Establish a rapport with a few local veterinary providers, as well as with the local homeless population; by doing so you will be a bridge to the animals being healthy and well fed. After all, that could very likely be one of the things the homeless person wants most: to have their best friend and protector cared for and feeling well.
If the homeless person is mentally or physically handicapped, their dog may qualify as a service dog. After completing the certification process, a service dog will be able to wear a special vest and escort their owner everywhere, including on city buses, as well as be allowed in most homeless shelters. If there is a homeless person and dog that you think may qualify, contact your local humane society, city animal control or Department of Social Services for your county or state, for information on applying. Another good organization to contact is Paws With a Cause. They train service dogs and assist people throughout the country. If they can't help directly, they can probably guide you in the right direction (see Resources below).
Feeding Pets of the Homeless is a wonderful organization based in Carson City, Nevada that helps pets of the homeless throughout the United States and Canada with food and veterinary services. They collect pet food and work with food pantries and soup kitchens to distribute it. They also provide grants to veterinarians to administer medical services to pets of the homeless. Check their website if you need assistance for pets of the homeless in your community, if you would like to donate food and/or supplies or set up a collection site. Their website lists collection sites that are already established (including pet supply stores, food pantries and veterinary hospitals) in alphabetical order by state and then city (see Resources below).
Downtown Dog Rescue was founded in Los Angeles to assist the homeless community of dog owners. It is one of the only programs in the country that was specifically formed to assist homeless dog owners spay/neuter, vaccinate and license their dogs, as well as offer a variety of services including crisis care throughout the dog's life (see Resources below).
Tips and warnings
- Speak to the homeless person with dignity and respect. Be kind if you want to win their trust. Their pet may be the only real friend they have in this world, and your kindness might be the first taste of respect they've had in a long time.
- Since the pet will have to rest after being spayed/neutered, make these arrangements in advance with a low-cost veterinary clinic. If possible, find one that will allow pets to stay a night or two while recovering from the procedure. Be sure to ask for dissolvable sutures so the homeless person won't need to bring their pet back to have the sutures removed.
- Network among your local rescue community for monetary and supply donations. There are different avenues for getting the word out for help, including starting a Facebook "Cause" page and blogging. Keep in mind you are a unique entity in that there are very few groups (or individual rescuers) that focus on pets of the homeless.

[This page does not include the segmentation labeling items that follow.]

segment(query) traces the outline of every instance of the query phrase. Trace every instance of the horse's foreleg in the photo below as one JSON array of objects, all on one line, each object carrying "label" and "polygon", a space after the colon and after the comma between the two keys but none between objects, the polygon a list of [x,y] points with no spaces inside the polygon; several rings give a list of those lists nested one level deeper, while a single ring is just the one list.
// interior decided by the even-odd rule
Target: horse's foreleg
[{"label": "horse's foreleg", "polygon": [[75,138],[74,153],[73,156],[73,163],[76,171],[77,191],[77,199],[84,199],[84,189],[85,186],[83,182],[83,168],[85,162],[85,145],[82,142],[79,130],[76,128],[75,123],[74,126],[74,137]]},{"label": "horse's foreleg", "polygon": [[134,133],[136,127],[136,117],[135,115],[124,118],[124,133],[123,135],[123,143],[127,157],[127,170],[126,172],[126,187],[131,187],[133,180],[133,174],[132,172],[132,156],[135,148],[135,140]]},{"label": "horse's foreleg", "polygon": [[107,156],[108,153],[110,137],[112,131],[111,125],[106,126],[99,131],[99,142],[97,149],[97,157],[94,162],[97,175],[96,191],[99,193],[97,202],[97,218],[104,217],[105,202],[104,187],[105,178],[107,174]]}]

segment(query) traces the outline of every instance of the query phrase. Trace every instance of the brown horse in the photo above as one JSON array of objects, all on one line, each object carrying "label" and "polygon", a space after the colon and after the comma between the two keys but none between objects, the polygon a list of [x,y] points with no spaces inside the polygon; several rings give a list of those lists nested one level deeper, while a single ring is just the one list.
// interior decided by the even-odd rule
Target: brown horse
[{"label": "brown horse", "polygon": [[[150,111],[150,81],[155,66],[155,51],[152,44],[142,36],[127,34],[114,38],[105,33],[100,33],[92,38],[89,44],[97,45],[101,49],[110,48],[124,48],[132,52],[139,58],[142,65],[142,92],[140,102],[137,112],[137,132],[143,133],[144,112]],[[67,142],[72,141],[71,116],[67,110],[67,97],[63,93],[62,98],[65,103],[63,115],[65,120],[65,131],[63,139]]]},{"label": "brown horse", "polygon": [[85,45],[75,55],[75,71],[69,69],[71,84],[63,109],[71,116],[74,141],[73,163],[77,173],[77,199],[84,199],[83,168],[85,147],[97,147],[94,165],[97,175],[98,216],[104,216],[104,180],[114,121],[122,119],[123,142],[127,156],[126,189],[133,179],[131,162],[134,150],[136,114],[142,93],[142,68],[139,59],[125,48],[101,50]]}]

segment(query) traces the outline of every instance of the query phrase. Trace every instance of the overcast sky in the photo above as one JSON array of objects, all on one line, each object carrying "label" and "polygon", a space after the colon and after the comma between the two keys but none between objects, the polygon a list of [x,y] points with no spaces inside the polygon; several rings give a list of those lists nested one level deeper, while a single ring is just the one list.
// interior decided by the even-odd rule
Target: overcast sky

- Animal Care & Control of New York City has a unique program called "Pets for Life," which helps keep pets with their owners (including the homeless) in order to prevent them from going into shelters (see Resources below). Check for a similar program in your area.
- Don't be fazed if the person is intoxicated. Unless he/she is severely mentally ill, there's a human being in there who will slowly warm to your kindness and generosity toward their four-legged friend.
- While not discouraging you from providing the homeless person something for him/herself, the goal of this particular article is to help the animal. No matter what the situation, animals depend on people, so it's up to us to spare them of suffering, as well as try to control pet overpopulation and prevent even further suffering.